Avid environmental conservationists in Kenya have a lot to be thrilled after the marking of this year’s World Forest Day celebrations that took place at the Yaaku Cultural Centre next to Mukogodo – Nanyuki County, on 21st March. The setting of the event was Mukogodo Forest, one of East Africa’s few indigenous forests, and the venue perfect to celebrate strides made in forest conservation as well as raise awareness on the importance that forests play in ecosystems across the globe.
According to the United Nations, forests cover one third of the Earth’s land mass, supporting the livelihood of approximately 1.6 billion people – including more than 2,000 indigenous cultures. It is for this reason that the UN General Assembly purposefully set aside March 21 so that platforms across the world can discuss how to conserve forests as well as develop mitigating strategies that address the destruction of forests.

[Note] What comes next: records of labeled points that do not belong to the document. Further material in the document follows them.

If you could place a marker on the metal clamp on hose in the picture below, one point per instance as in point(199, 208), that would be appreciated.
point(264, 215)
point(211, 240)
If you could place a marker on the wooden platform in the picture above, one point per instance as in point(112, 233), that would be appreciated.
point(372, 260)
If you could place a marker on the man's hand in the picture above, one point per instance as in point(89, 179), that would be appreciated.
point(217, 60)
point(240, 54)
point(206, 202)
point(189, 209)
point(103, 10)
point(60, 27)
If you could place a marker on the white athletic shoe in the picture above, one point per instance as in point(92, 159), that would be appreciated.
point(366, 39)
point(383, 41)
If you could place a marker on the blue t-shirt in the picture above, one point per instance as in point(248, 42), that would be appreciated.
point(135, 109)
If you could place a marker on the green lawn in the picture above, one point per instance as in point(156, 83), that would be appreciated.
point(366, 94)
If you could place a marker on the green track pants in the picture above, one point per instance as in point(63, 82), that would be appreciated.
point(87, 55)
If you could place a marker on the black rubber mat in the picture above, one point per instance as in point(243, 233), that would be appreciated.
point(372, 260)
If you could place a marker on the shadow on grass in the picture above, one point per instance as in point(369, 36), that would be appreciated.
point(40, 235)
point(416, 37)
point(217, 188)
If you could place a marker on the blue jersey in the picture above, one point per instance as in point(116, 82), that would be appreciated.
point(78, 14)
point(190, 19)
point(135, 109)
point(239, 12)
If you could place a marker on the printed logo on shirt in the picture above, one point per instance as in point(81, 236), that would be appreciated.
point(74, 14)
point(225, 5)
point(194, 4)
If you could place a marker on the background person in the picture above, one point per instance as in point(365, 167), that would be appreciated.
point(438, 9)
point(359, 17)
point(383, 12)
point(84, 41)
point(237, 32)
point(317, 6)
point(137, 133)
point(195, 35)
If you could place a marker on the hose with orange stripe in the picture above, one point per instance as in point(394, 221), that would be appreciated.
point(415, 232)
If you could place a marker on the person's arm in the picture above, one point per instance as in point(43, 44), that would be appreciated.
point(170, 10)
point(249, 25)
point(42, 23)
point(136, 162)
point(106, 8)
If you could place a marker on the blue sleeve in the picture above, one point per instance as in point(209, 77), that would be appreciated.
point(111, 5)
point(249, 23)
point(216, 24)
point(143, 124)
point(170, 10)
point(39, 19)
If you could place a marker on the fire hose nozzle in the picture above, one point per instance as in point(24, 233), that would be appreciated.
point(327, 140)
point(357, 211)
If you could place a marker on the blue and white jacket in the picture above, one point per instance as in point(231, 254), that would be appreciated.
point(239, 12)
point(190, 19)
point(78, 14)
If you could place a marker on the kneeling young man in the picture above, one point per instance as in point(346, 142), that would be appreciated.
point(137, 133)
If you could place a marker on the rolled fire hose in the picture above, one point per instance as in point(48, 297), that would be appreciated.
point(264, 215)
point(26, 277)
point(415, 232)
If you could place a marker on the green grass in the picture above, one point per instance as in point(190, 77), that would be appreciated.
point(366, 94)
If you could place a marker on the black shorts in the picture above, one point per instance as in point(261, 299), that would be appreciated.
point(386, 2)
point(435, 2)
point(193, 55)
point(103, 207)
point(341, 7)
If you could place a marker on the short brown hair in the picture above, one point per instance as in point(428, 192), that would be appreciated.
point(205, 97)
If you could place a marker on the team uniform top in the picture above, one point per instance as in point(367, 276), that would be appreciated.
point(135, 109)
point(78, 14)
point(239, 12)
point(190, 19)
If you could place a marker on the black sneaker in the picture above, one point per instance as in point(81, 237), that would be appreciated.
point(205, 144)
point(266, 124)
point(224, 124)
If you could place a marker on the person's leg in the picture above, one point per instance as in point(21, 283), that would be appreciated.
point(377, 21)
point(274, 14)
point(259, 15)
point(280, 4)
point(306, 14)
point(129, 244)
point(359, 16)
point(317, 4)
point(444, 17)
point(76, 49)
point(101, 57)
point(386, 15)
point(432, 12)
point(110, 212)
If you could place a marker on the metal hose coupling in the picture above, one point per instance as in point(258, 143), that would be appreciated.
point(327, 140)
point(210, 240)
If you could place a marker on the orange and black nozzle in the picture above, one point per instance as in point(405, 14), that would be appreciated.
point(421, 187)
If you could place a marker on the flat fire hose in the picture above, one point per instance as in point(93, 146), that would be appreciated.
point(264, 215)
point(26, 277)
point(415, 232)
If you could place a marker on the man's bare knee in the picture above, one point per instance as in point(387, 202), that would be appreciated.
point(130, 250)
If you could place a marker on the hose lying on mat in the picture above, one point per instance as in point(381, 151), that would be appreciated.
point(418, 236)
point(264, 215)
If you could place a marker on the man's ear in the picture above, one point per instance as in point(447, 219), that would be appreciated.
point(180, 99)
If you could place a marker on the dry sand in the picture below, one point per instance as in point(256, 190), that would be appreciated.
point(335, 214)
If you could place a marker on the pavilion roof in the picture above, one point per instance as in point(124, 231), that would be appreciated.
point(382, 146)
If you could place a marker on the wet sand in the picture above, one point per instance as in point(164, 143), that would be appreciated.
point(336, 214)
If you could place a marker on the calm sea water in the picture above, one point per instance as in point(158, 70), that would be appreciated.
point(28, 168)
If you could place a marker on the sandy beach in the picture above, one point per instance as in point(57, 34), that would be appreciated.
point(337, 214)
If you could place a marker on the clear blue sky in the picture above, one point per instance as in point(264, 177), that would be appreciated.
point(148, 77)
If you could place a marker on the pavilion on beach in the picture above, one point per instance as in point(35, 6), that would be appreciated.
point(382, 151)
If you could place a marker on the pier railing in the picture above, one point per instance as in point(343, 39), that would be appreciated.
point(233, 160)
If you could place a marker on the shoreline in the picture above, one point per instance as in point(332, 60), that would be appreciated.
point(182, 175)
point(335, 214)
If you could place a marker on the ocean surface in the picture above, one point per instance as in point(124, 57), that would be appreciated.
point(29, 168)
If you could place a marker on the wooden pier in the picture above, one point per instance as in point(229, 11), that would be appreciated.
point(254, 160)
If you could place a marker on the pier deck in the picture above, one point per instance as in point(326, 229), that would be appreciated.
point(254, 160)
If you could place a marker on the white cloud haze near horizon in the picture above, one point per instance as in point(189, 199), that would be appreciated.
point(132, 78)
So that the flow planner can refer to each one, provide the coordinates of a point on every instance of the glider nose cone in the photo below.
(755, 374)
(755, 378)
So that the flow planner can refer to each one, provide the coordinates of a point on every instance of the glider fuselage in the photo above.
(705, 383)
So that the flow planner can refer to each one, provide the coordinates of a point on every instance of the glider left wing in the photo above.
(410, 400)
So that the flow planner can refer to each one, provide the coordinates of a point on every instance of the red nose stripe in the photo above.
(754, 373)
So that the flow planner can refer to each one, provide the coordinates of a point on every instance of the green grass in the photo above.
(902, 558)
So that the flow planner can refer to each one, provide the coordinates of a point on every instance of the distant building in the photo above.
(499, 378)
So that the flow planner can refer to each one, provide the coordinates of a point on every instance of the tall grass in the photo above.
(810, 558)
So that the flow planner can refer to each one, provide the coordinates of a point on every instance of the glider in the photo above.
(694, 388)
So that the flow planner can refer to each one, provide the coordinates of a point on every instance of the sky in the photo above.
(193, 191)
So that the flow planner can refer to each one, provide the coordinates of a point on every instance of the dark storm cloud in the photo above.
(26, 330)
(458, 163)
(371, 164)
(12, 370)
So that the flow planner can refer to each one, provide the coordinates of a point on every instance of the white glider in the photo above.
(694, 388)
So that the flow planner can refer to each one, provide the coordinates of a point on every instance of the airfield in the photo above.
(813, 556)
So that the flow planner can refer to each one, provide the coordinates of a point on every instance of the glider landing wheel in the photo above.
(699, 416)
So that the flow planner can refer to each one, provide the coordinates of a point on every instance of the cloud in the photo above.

The theme of the day: “Our Forests – Our Future” created a space where Foresters, Researchers, County Government representatives and authoritative voices from around the world, could discuss key issues with the Yaaku Community who are devoted to protecting Mukogodo forest, not only to support their traditional lifestyle, but for future generations.
Hon. John Bosco Akaale – Laikipia’s County Executive Officer for Water, Environment and Natural resources led a strong delegation in the planting of indigenous tree seedlings and also made room for discourse with the Yaaku community council of elders, local leaders, board members of Makurian group Ranch, Ilngwesi Makurian Mukogodo Sieku—community forest association (ILMAMUSI) and local residents of Makurian group ranch.
The celebration was also marked with songs, poems and traditional dances presented by Nature & Wildlife Clubs from Makurian Primary School, Doldol Boys’ Secondary School, Lentile Academy and the Yaaku and Rendille Women Cultural Troupes. Performances artistically interpreted this year’s World Forest Day theme as well as voiced concern on climate change and subsequent effects on Mukogodo forest and her inhabitants.Proactive discussions such as these are leading to the realisation of conservation management plans and the development of multiple platforms for further discussions on conservation.